Sans doute est-ce un tantinet ironique, puisque le système de classement très précis au sein de l’Association des Héros apparaît comme une boutade à l’encontre de ces personnages de shônen sans cesse obsédés par la volonté de devenir plus puissants que leurs pairs, mais c’est précisément à partir du moment où Saitama y adhère que son histoire devient un peu plus captivante à suivre, parce que canalisée vers un objectif tangible. Jusqu’alors, les combats erratiques que menaient le protagoniste peinaient à intéresser du fait de leur absence d’enjeux. Être un héros « pour le fun » ne l’est finalement pas tant pour le spectateur, ce qui permet de s’apercevoir que certains clichés des animes ne le sont pas pour rien : après tout, dans la fiction comme dans la réalité, la présence d’une aune à laquelle se mesurer est essentielle pour ne pas basculer dans une anomie désespérante. Qui eût cru que, même dans un shônen, le nihilisme guette ?

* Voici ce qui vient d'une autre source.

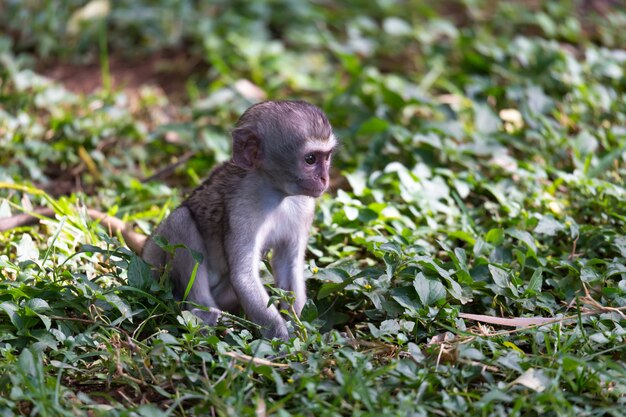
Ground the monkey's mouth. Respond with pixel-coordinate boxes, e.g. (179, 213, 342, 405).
(300, 187, 326, 197)
(293, 177, 328, 197)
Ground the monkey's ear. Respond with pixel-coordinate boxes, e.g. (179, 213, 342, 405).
(232, 128, 263, 169)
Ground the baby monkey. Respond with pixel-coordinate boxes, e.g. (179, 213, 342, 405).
(144, 100, 336, 340)
(1, 100, 337, 340)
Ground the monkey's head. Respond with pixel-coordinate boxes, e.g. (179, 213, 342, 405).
(231, 100, 337, 198)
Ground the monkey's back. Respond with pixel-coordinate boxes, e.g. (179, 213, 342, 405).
(183, 161, 248, 237)
(141, 162, 246, 304)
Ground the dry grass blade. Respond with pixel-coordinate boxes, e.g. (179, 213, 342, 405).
(458, 313, 557, 327)
(222, 351, 290, 368)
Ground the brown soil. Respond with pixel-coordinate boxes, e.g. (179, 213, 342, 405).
(37, 49, 204, 100)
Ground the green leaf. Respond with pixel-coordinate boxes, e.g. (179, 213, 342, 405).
(485, 228, 505, 245)
(300, 299, 318, 322)
(128, 255, 153, 291)
(580, 267, 600, 283)
(613, 236, 626, 257)
(79, 244, 111, 255)
(103, 293, 132, 321)
(0, 301, 23, 330)
(0, 200, 12, 217)
(182, 259, 201, 302)
(190, 248, 204, 264)
(449, 230, 476, 245)
(526, 268, 543, 295)
(134, 404, 166, 417)
(489, 265, 509, 288)
(512, 368, 549, 392)
(317, 277, 357, 299)
(459, 346, 485, 361)
(357, 118, 389, 135)
(587, 145, 626, 178)
(345, 170, 368, 196)
(24, 298, 52, 330)
(474, 104, 500, 134)
(413, 272, 446, 306)
(153, 234, 170, 249)
(15, 234, 39, 262)
(344, 206, 359, 221)
(391, 286, 422, 312)
(534, 216, 565, 236)
(315, 268, 352, 283)
(454, 247, 468, 271)
(506, 228, 537, 254)
(383, 17, 412, 36)
(157, 333, 180, 345)
(379, 319, 401, 335)
(526, 86, 553, 114)
(416, 257, 471, 303)
(24, 298, 50, 312)
(18, 348, 38, 381)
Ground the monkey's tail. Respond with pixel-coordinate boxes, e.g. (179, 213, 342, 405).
(86, 209, 148, 255)
(0, 207, 147, 255)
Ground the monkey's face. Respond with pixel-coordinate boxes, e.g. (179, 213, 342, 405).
(264, 140, 334, 198)
(293, 148, 332, 197)
(232, 100, 337, 198)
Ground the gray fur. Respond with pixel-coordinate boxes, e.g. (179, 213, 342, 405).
(144, 100, 336, 340)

La particularité de One-Punch Man est qu’ici cette échelle est totalement déconnectée de la réalité des facultés du héros, ce qui a pour double effet de dénoncer l’absurdité de ce classement (et par analogie, de beaucoup de ceux qui sont employés pour catégoriser les individus dans la "vraie vie"), et de réinstaurer un sentiment de progression dans la vie d’un personnage dont la force physique est si développée qu’il ne rencontre plus sur son chemin d’ennemi à sa taille. Avoir atteint, déjà, le point le plus haut, et n’avoir plus de progression significative à espérer… on aurait des angoisses existentielles à moins que ça. Si ce découragement semble la clef de voûte de la psychologie de Saitama, il serait, en revanche, d’un intérêt limité narrativement parlant, et One-Punch Man ne saurait en définitive se passer du lieu commun de la compétition, qui injecte une dimension ludique.

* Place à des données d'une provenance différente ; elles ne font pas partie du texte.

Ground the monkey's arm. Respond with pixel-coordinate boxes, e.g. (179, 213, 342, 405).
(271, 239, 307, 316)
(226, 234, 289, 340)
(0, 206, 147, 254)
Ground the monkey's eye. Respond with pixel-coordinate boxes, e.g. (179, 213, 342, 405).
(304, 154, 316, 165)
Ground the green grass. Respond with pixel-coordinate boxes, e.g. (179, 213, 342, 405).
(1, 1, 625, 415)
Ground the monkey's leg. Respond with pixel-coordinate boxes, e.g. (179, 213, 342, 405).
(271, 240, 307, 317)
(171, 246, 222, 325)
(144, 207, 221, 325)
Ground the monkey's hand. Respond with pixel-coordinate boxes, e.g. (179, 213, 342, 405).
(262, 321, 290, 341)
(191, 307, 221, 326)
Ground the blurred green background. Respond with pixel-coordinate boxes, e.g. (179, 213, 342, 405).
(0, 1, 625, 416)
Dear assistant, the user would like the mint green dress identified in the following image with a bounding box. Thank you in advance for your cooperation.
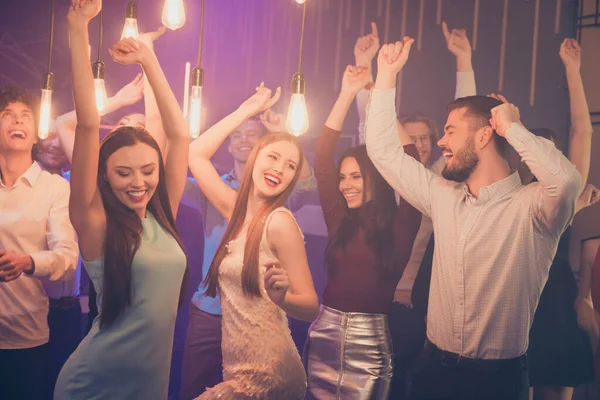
[54,213,186,400]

En somme, la série laisse un sentiment assez paradoxal, car on n’est jamais vraiment sûr du pied sur lequel elle danse. Il est parfois difficile de faire la part des choses entre second degré, code assumé et poncif pour lequel on n’a tout simplement pas trouvé d’alternative convaincante. Encore une fois, Kill la Kill s’en tirait mieux face à cette question car son côté excessivement déluré en faisait un divertissement hors du commun quel que soit le niveau d’ironie qu’on consentait à lui prêter. En revanche, pris au premier degré, One-Punch Man manque cruellement d’aspérités qui lui permettraient de retenir l’attention au milieu d’un marché saturé de combats épiques ; tandis que sa critique se fait trop superficielle pour permettre à la démarche d’être réellement prise au sérieux. A trop capitaliser sur une seule idée, il se montre tout simplement décevant.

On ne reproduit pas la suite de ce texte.